Especialistas descartam relação
A BBC News Brasil consultou o Serviço Geológico Britânico para esclarecer se os terremotos estariam interligados. Segundo os especialistas da entidade, a resposta é não. Embora seja incomum que tremores de alta magnitude ocorram em horários tão próximos, isso não significa que estejam conectados.
Detalhes dos tremores
De acordo com o Serviço Geológico dos Estados Unidos (USGS), no dia 24 de junho foram registrados quatro abalos com magnitude superior a 5. O primeiro ocorreu na Califórnia às 16h10 UTC+1, com magnitude 5,6. Às 23h04, um terremoto de magnitude 7,2 atingiu o norte da Venezuela, seguido por outro de magnitude 7,5 um minuto depois. Às 23h30, o USGS detectou um tremor de magnitude 6,9 no Japão.
Causas distintas
O Serviço Geológico Britânico explica que os terremotos na Venezuela estão relacionados às complexas dinâmicas da placa tectônica do Caribe, que interage com outras quatro placas.
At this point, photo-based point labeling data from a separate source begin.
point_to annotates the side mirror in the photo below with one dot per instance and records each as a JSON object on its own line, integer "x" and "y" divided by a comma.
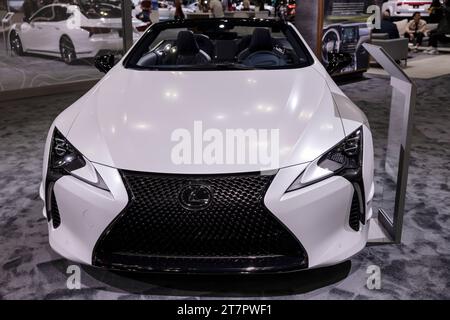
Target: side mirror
{"x": 104, "y": 63}
{"x": 337, "y": 61}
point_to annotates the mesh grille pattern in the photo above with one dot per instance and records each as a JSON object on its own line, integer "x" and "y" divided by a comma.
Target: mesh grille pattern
{"x": 236, "y": 230}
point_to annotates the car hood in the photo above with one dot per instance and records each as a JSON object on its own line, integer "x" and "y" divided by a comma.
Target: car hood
{"x": 134, "y": 120}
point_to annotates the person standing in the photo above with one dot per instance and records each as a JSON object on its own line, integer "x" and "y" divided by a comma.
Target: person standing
{"x": 416, "y": 30}
{"x": 216, "y": 9}
{"x": 144, "y": 15}
{"x": 179, "y": 14}
{"x": 442, "y": 34}
{"x": 435, "y": 11}
{"x": 246, "y": 5}
{"x": 387, "y": 26}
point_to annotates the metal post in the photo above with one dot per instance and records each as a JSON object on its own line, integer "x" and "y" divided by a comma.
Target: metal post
{"x": 127, "y": 25}
{"x": 399, "y": 141}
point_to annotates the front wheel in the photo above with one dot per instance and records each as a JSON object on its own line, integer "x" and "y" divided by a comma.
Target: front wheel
{"x": 67, "y": 49}
{"x": 16, "y": 44}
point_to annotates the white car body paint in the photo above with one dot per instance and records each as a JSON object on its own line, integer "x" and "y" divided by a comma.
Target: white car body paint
{"x": 117, "y": 130}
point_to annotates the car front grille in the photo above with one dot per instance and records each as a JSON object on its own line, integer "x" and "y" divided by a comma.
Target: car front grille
{"x": 235, "y": 232}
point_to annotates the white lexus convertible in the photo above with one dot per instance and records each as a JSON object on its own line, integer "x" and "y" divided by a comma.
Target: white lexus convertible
{"x": 71, "y": 31}
{"x": 240, "y": 154}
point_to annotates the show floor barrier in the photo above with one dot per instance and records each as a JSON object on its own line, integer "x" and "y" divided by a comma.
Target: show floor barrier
{"x": 415, "y": 269}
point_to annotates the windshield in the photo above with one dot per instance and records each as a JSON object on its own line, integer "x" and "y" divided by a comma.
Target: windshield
{"x": 219, "y": 44}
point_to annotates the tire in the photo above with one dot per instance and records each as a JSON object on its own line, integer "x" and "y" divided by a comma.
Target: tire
{"x": 15, "y": 43}
{"x": 67, "y": 50}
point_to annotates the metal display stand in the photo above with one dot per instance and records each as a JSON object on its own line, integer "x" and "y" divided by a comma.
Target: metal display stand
{"x": 6, "y": 25}
{"x": 387, "y": 228}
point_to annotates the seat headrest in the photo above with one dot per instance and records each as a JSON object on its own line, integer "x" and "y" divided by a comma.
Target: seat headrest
{"x": 261, "y": 40}
{"x": 186, "y": 44}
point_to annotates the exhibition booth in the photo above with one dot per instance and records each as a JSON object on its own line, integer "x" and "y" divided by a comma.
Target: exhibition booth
{"x": 224, "y": 149}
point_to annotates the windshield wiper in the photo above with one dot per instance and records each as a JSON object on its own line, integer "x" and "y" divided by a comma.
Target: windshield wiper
{"x": 233, "y": 66}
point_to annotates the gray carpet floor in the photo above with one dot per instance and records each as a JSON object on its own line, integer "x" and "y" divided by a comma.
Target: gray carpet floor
{"x": 419, "y": 268}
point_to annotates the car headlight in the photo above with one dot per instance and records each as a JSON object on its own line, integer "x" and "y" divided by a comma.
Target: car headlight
{"x": 344, "y": 159}
{"x": 65, "y": 159}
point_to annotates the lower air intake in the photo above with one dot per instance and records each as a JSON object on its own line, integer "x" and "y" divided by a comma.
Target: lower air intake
{"x": 235, "y": 232}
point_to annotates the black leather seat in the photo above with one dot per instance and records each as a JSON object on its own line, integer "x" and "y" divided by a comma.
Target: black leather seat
{"x": 261, "y": 51}
{"x": 188, "y": 51}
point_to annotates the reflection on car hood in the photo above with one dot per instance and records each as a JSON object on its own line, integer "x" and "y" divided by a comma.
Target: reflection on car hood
{"x": 130, "y": 118}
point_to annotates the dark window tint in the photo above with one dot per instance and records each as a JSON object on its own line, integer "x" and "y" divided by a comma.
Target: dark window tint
{"x": 60, "y": 13}
{"x": 45, "y": 14}
{"x": 94, "y": 10}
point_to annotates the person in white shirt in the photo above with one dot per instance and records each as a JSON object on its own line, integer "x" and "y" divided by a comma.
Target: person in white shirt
{"x": 416, "y": 30}
{"x": 216, "y": 9}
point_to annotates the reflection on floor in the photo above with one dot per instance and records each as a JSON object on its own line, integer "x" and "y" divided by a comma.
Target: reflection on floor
{"x": 35, "y": 71}
{"x": 419, "y": 268}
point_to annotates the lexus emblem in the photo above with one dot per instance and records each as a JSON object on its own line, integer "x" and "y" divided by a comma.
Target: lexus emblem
{"x": 195, "y": 197}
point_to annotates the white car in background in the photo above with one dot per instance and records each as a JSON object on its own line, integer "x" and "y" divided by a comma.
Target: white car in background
{"x": 166, "y": 10}
{"x": 117, "y": 196}
{"x": 70, "y": 31}
{"x": 406, "y": 8}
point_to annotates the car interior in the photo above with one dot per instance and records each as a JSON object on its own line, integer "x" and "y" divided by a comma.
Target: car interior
{"x": 218, "y": 48}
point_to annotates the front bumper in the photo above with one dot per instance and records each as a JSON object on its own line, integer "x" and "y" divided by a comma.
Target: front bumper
{"x": 315, "y": 217}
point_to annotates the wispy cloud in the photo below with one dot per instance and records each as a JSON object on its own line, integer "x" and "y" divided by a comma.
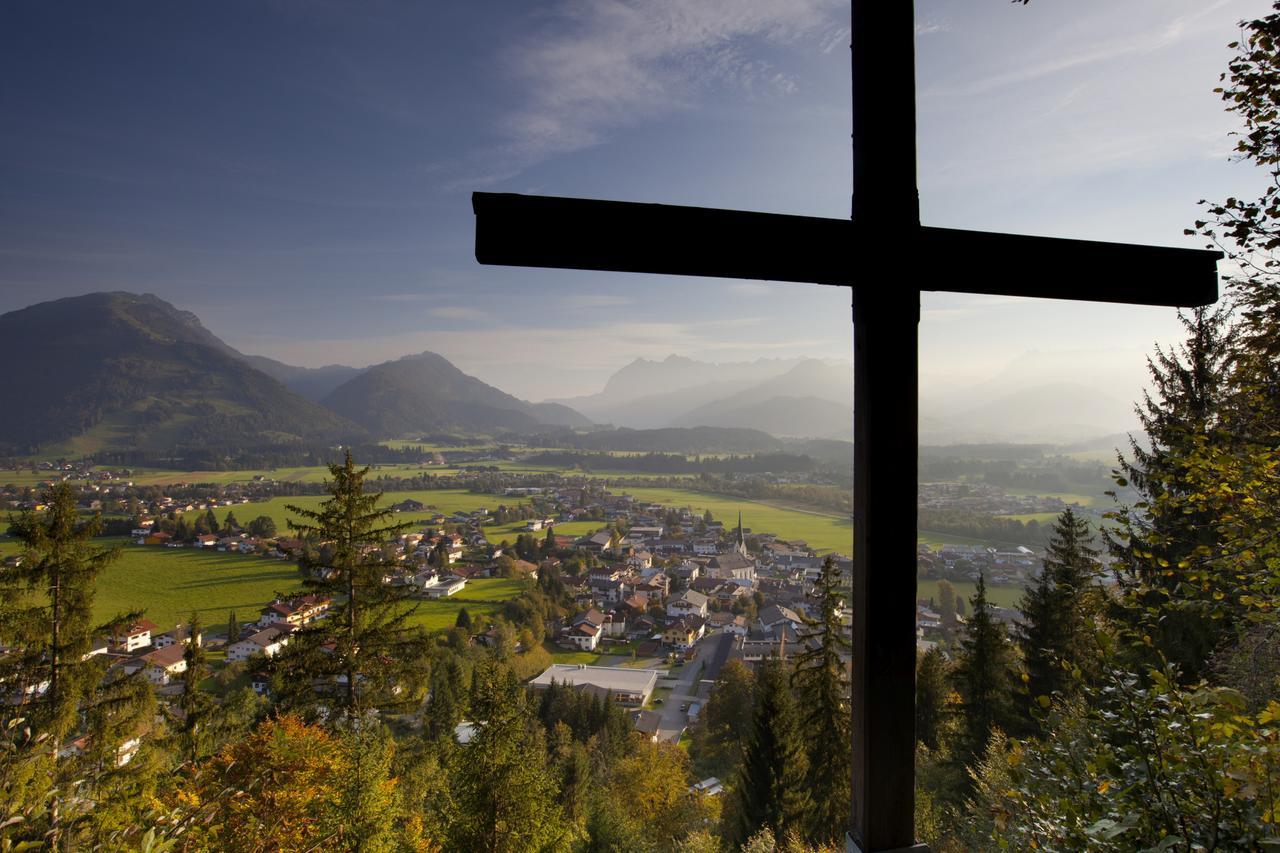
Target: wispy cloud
{"x": 1128, "y": 45}
{"x": 611, "y": 63}
{"x": 458, "y": 313}
{"x": 597, "y": 300}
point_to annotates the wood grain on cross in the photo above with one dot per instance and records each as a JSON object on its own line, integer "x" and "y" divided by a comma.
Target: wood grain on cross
{"x": 873, "y": 252}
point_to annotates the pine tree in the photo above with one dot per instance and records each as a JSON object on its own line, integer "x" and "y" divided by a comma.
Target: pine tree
{"x": 448, "y": 701}
{"x": 821, "y": 680}
{"x": 365, "y": 655}
{"x": 1161, "y": 543}
{"x": 195, "y": 703}
{"x": 947, "y": 603}
{"x": 769, "y": 789}
{"x": 982, "y": 676}
{"x": 504, "y": 794}
{"x": 931, "y": 692}
{"x": 1054, "y": 630}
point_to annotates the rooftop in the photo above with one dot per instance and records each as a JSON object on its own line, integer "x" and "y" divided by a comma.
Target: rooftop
{"x": 611, "y": 678}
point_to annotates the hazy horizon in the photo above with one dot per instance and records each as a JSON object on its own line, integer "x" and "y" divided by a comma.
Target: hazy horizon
{"x": 298, "y": 176}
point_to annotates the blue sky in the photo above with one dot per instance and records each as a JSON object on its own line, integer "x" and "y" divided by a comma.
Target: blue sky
{"x": 298, "y": 173}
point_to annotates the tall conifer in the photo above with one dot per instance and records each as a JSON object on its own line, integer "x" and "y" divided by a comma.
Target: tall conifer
{"x": 821, "y": 679}
{"x": 1052, "y": 633}
{"x": 771, "y": 781}
{"x": 983, "y": 678}
{"x": 364, "y": 655}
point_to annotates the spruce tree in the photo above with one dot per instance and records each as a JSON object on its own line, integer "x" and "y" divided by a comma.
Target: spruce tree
{"x": 931, "y": 692}
{"x": 821, "y": 680}
{"x": 1054, "y": 630}
{"x": 365, "y": 655}
{"x": 769, "y": 790}
{"x": 503, "y": 792}
{"x": 1161, "y": 543}
{"x": 46, "y": 632}
{"x": 983, "y": 678}
{"x": 195, "y": 703}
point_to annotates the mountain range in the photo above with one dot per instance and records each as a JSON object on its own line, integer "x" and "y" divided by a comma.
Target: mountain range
{"x": 124, "y": 370}
{"x": 785, "y": 397}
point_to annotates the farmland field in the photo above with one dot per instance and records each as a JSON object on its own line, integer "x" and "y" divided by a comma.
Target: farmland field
{"x": 999, "y": 596}
{"x": 490, "y": 589}
{"x": 172, "y": 583}
{"x": 440, "y": 615}
{"x": 446, "y": 501}
{"x": 823, "y": 532}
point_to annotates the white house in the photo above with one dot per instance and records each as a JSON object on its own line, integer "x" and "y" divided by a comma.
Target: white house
{"x": 133, "y": 637}
{"x": 269, "y": 642}
{"x": 169, "y": 638}
{"x": 164, "y": 664}
{"x": 690, "y": 603}
{"x": 443, "y": 587}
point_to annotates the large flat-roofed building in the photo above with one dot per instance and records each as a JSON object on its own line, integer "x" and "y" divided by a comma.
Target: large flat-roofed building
{"x": 626, "y": 685}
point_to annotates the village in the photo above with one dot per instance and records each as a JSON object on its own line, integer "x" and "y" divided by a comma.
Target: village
{"x": 663, "y": 596}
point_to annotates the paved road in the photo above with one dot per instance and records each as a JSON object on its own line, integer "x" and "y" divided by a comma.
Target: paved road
{"x": 712, "y": 653}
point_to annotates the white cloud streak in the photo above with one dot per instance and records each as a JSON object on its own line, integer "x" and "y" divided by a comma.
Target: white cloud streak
{"x": 612, "y": 63}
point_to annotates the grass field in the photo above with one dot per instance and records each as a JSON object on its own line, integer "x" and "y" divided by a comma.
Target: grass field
{"x": 440, "y": 615}
{"x": 999, "y": 596}
{"x": 446, "y": 501}
{"x": 822, "y": 532}
{"x": 1068, "y": 497}
{"x": 566, "y": 656}
{"x": 490, "y": 589}
{"x": 172, "y": 583}
{"x": 1041, "y": 518}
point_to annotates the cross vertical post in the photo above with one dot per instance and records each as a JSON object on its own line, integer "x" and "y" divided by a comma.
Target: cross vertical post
{"x": 864, "y": 254}
{"x": 886, "y": 327}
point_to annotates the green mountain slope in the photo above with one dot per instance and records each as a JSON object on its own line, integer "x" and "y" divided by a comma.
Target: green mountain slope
{"x": 425, "y": 392}
{"x": 122, "y": 370}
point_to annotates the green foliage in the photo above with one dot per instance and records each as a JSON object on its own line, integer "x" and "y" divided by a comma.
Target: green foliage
{"x": 1057, "y": 614}
{"x": 821, "y": 682}
{"x": 68, "y": 772}
{"x": 769, "y": 788}
{"x": 1139, "y": 763}
{"x": 983, "y": 678}
{"x": 504, "y": 797}
{"x": 931, "y": 692}
{"x": 723, "y": 723}
{"x": 365, "y": 655}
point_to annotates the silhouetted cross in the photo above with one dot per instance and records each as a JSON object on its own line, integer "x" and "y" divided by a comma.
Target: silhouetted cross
{"x": 874, "y": 252}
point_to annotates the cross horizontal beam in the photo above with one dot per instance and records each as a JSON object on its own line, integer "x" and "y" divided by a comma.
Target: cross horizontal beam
{"x": 629, "y": 237}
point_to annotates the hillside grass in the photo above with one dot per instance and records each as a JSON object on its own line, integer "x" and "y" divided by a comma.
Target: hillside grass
{"x": 1001, "y": 596}
{"x": 173, "y": 583}
{"x": 446, "y": 501}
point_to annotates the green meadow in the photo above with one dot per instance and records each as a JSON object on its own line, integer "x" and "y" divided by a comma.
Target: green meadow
{"x": 823, "y": 532}
{"x": 446, "y": 501}
{"x": 172, "y": 583}
{"x": 999, "y": 596}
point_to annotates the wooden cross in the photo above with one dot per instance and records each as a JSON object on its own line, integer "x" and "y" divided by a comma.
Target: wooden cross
{"x": 873, "y": 252}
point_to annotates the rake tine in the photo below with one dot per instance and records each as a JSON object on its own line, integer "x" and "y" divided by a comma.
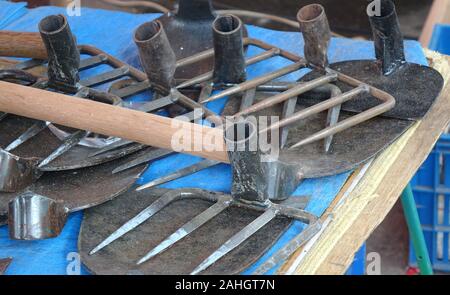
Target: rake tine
{"x": 27, "y": 135}
{"x": 106, "y": 77}
{"x": 237, "y": 239}
{"x": 144, "y": 215}
{"x": 113, "y": 146}
{"x": 288, "y": 110}
{"x": 332, "y": 120}
{"x": 180, "y": 173}
{"x": 289, "y": 249}
{"x": 188, "y": 228}
{"x": 151, "y": 156}
{"x": 68, "y": 143}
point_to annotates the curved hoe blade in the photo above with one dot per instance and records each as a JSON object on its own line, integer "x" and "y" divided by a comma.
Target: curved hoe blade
{"x": 289, "y": 249}
{"x": 27, "y": 135}
{"x": 188, "y": 228}
{"x": 144, "y": 215}
{"x": 180, "y": 173}
{"x": 237, "y": 239}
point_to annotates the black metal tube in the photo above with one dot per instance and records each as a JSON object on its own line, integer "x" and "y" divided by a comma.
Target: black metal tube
{"x": 195, "y": 9}
{"x": 316, "y": 34}
{"x": 63, "y": 54}
{"x": 388, "y": 39}
{"x": 157, "y": 56}
{"x": 229, "y": 59}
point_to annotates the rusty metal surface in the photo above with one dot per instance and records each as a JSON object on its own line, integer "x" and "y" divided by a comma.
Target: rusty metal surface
{"x": 82, "y": 188}
{"x": 350, "y": 148}
{"x": 121, "y": 256}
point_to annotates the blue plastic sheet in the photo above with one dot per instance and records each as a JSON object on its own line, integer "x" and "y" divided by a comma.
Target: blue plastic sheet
{"x": 112, "y": 32}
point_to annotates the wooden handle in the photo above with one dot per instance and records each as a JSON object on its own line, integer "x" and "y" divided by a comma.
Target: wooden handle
{"x": 111, "y": 120}
{"x": 20, "y": 44}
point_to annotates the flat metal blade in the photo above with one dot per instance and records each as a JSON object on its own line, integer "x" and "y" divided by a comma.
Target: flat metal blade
{"x": 105, "y": 77}
{"x": 180, "y": 173}
{"x": 332, "y": 120}
{"x": 284, "y": 253}
{"x": 68, "y": 143}
{"x": 188, "y": 228}
{"x": 151, "y": 156}
{"x": 237, "y": 239}
{"x": 144, "y": 215}
{"x": 27, "y": 135}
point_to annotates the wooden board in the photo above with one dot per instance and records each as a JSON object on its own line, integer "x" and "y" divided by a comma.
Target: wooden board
{"x": 355, "y": 215}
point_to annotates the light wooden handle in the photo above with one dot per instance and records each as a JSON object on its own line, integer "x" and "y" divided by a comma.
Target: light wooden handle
{"x": 20, "y": 44}
{"x": 111, "y": 120}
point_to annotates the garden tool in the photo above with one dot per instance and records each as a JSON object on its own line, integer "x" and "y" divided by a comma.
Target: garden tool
{"x": 39, "y": 210}
{"x": 4, "y": 263}
{"x": 256, "y": 182}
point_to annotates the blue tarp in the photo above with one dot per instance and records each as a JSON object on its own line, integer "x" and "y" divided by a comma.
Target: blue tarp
{"x": 112, "y": 32}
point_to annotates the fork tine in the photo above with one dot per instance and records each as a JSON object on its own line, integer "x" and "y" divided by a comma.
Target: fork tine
{"x": 237, "y": 239}
{"x": 27, "y": 135}
{"x": 188, "y": 228}
{"x": 67, "y": 144}
{"x": 205, "y": 164}
{"x": 144, "y": 215}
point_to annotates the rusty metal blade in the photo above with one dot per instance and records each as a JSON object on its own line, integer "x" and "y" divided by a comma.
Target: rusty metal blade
{"x": 151, "y": 156}
{"x": 180, "y": 173}
{"x": 237, "y": 239}
{"x": 144, "y": 215}
{"x": 68, "y": 143}
{"x": 27, "y": 135}
{"x": 188, "y": 228}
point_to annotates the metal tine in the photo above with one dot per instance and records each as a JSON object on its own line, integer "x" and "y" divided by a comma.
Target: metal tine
{"x": 148, "y": 157}
{"x": 326, "y": 105}
{"x": 92, "y": 61}
{"x": 237, "y": 239}
{"x": 294, "y": 91}
{"x": 188, "y": 228}
{"x": 205, "y": 164}
{"x": 144, "y": 215}
{"x": 106, "y": 77}
{"x": 68, "y": 143}
{"x": 284, "y": 253}
{"x": 27, "y": 135}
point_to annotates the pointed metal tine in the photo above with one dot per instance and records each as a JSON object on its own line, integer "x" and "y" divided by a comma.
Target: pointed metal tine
{"x": 92, "y": 61}
{"x": 288, "y": 110}
{"x": 188, "y": 228}
{"x": 27, "y": 135}
{"x": 207, "y": 89}
{"x": 68, "y": 143}
{"x": 143, "y": 216}
{"x": 151, "y": 156}
{"x": 112, "y": 146}
{"x": 28, "y": 64}
{"x": 180, "y": 173}
{"x": 3, "y": 115}
{"x": 237, "y": 239}
{"x": 248, "y": 99}
{"x": 106, "y": 77}
{"x": 332, "y": 120}
{"x": 289, "y": 249}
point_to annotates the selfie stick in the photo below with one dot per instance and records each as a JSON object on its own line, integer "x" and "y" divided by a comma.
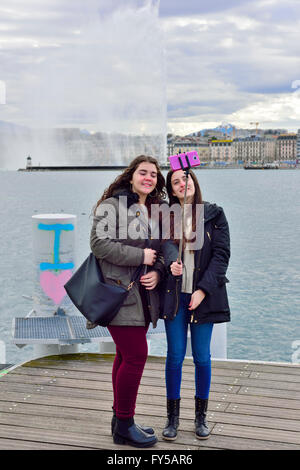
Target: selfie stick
{"x": 187, "y": 171}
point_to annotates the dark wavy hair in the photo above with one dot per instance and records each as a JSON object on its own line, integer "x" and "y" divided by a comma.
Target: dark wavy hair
{"x": 174, "y": 200}
{"x": 123, "y": 182}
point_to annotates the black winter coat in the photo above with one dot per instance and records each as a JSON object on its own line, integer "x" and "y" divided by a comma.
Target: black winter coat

Já os tremores no Japão são causados pela interação entre a placa do Pacífico e a placa de Okhotsk. Os abalos na Califórnia são gerados por falhas geológicas locais, como a Falha de San Andreas. Todos ocorreram em placas tectônicas distintas, sem conexão.
Frequência de terremotos
O Serviço Geológico Britânico calcula que, anualmente, ocorrem cerca de 100 terremotos de magnitude 6 a 7, entre 10 e 15 de magnitude 7 a 8, e um ou dois de magnitude superior a 8. "Nós sabemos amplamente onde esses eventos podem ocorrer, mas não quando isso acontecerá", conclui a entidade.